Artificial intelligence (AI) may have made significant advances in writing, image creation, and even passing tests. But when it comes to something as routine as reading analog clocks or figuring out the day of the week for a given date, AI can’t read properly.
A recent study presented at the 2025 International Conference on Learning Representations and published on March 18 on arXiv has revealed that popular AI systems, despite their powerful capabilities, often fail at reading clocks and solving calendar-related questions.
The findings point to major limitations in how these systems process basic visual and logical information that most people learn in early childhood.
Researchers tested several leading AI models, including Meta’s Llama 3.2-Vision, Anthropic’s Claude-3.5 Sonnet, Google’s Gemini 2.0, and OpenAI’s GPT-4o, by showing them images of clocks and posing date-related questions.
The results were underwhelming. On average, the models correctly interpreted the time from clock images only 38.7% of the time. Their accuracy with calendar dates was even lower, at just 26.3%.
Basic Tasks Still a Challenge for AI
Lead author Rohit Saxena from the University of Edinburgh explained that humans generally develop these skills early and use them with ease throughout life. But AI models, even the most advanced ones, often get them wrong.
Saxena noted that reading clocks requires understanding visual layouts and spatial relationships — not just recognizing what a clock looks like, but also measuring the angle between the hands, identifying overlapping parts, and accounting for different designs like Roman numerals or non-standard dials.

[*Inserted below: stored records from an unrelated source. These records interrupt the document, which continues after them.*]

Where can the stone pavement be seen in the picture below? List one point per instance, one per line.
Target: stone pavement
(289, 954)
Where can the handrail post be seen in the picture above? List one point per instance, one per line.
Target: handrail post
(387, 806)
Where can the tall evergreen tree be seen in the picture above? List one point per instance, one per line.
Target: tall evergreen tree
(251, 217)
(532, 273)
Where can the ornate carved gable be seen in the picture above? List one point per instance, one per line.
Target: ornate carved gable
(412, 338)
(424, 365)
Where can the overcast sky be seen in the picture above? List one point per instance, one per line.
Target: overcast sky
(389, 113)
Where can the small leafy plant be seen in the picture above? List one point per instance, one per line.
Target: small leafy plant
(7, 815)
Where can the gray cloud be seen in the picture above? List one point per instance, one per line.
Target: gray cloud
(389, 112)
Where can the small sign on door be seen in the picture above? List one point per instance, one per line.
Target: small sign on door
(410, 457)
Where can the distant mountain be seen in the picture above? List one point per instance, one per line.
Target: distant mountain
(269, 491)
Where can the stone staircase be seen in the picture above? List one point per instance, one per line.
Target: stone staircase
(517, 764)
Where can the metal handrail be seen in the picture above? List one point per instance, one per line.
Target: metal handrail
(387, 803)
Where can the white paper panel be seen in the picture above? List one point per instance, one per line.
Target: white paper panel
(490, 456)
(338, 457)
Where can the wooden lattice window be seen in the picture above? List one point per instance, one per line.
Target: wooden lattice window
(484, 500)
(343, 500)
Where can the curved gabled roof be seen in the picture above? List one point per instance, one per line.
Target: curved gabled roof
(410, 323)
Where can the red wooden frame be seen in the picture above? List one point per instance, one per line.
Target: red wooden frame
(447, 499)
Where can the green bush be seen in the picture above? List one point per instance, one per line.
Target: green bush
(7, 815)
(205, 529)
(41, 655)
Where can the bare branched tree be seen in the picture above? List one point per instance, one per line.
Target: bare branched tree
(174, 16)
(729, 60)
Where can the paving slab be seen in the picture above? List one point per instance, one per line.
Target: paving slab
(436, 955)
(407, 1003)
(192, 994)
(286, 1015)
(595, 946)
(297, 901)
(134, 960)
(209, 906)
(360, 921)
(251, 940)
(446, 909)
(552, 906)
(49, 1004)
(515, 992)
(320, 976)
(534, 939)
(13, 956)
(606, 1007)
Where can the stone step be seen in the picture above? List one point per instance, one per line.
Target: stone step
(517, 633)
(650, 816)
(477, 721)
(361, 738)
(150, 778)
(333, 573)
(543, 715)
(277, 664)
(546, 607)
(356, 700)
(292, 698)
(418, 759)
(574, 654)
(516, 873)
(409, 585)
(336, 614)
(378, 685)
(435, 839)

I asked Grok and ChatGPT to generate a clock with the time 3:38. Grok was off by 2 hours and ChatGPT was in a whole other dimension pic.twitter.com/MQNxBl9jVy
— greg (@greg16676935420) December 13, 2024
He explained that while earlier AI systems were trained using labeled examples, recognizing the exact time from a clock involves more than just labels — it requires reasoning about physical space. That skill remains a challenge for current AI tools.
When it comes to calendars, the struggle is just as noticeable. A question such as “What day is the 153rd day of the year?” stumped most models. Saxena said this is because large language models do not solve problems by running step-by-step calculations like traditional computers.
Instead, they guess answers based on patterns found in previous data. That method leads to inconsistent reasoning, especially in areas like calendar math where precision is necessary.
Human-Like Tasks Still Require Human Oversight
The study adds to a growing body of research that highlights the gaps between human understanding and AI prediction. AI systems often excel when they are exposed to familiar patterns or well-represented examples in their training data. But they struggle to generalize or apply reasoning in unfamiliar or rare situations, such as leap years or abstract date calculations.
Saxena also emphasized that just because an AI has seen explanations of a leap year, for example, it doesn’t mean it can apply that information accurately in a real-world context. These findings underline a deeper issue in current AI development — the need to combine perception, logic, and spatial awareness more effectively.
This research serves as a caution for relying too heavily on AI in tasks where precision and reasoning are critical. Saxena said that while AI is incredibly powerful, when tasks involve both seeing and thinking through details, it’s essential to include thorough testing and sometimes keep a human involved in the process.